US networking giant Cisco has released a patch that prevents hackers from stealing Umbrella Virtual Appliance (VA) administrator credentials remotely.
According to a security advisory published by the firm, the flaw was discovered by Pinnacol Assurance in the key-based SSH authentication mechanism.
The flaw, now identified as CVE-2022-20773, can be exploited by performing a man-in-the-middle attack on an SSH connection to Umbrella VA.
“A successful exploit could allow the attacker to learn administrator credentials, change configurations, or reload the VA,” Cisco said.
No concrete examples
The flaw is present in Cisco Umbrella VA for Hyper-V and VMWare ESXi on versions prior to 3.3.2. There are no workarounds or mitigations, so the only way to fix the problem is to install the patch.

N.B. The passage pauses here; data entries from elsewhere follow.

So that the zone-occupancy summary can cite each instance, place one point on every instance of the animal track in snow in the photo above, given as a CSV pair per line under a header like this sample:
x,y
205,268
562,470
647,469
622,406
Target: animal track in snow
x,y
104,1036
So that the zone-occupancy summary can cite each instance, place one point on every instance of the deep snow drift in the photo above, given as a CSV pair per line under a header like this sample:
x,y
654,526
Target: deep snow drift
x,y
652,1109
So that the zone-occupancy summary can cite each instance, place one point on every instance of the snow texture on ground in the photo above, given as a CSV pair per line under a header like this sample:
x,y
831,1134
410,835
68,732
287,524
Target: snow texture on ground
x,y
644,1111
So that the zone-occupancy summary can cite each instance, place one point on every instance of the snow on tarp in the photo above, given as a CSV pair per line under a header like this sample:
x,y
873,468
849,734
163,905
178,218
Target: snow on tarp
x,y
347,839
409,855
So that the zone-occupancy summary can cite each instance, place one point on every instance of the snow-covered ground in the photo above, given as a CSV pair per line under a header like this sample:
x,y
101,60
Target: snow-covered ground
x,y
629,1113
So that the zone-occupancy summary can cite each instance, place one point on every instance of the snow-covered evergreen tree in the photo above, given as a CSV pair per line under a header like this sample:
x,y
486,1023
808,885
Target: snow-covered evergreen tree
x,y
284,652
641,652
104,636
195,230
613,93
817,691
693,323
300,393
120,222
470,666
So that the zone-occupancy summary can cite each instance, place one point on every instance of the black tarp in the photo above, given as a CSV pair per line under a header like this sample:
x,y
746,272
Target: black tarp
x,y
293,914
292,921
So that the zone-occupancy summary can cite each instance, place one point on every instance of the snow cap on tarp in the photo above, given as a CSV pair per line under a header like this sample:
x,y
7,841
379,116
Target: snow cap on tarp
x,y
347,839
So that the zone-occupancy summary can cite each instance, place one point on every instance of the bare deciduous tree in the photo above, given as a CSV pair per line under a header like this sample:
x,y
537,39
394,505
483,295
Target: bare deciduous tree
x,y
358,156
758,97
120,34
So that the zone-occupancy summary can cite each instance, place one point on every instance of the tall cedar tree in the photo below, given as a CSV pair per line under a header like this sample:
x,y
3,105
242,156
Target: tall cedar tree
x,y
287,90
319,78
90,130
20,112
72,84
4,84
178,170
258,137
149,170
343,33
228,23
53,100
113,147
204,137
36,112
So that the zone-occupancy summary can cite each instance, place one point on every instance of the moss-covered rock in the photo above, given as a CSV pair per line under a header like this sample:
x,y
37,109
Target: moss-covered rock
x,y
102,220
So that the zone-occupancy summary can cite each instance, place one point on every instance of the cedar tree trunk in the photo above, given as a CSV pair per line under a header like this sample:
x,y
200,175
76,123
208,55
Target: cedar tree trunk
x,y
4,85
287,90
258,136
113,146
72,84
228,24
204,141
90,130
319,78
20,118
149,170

Fortunately, Cisco has found no evidence that anyone is abusing the flaw in the wild. The company also said that the SSH service is not enabled by default on on-premises Umbrella VAs, which reduces the risk of abuse of the flaw.
Those who are unsure if SSH is enabled in their VAs should log into the hypervisor console, enter configuration mode (CTRL+B), and run the configuration via the show command. If SSH is indeed enabled, the command output should include “SSH Access: Enabled” at the end.
Cisco Umbrella is a cloud-delivered security service, protecting more than 24,000 customers against a wide variety of malware, ransomware, and phishing attacks.
Late last year, the company patched two very serious flaws in the optical network terminals of the Catalyst PON series switches, which allegedly allowed unauthorized root access to the endpoints.
Both vulnerabilities are tracked as CVE-2021-34795 and CVE-2021-40113, with the former being described as an “inadvertent debug identifier”.
Whoever held the hidden credentials could gain root access to passive optical network switches, but to do so the device had to have Telnet support enabled, which is usually disabled by default.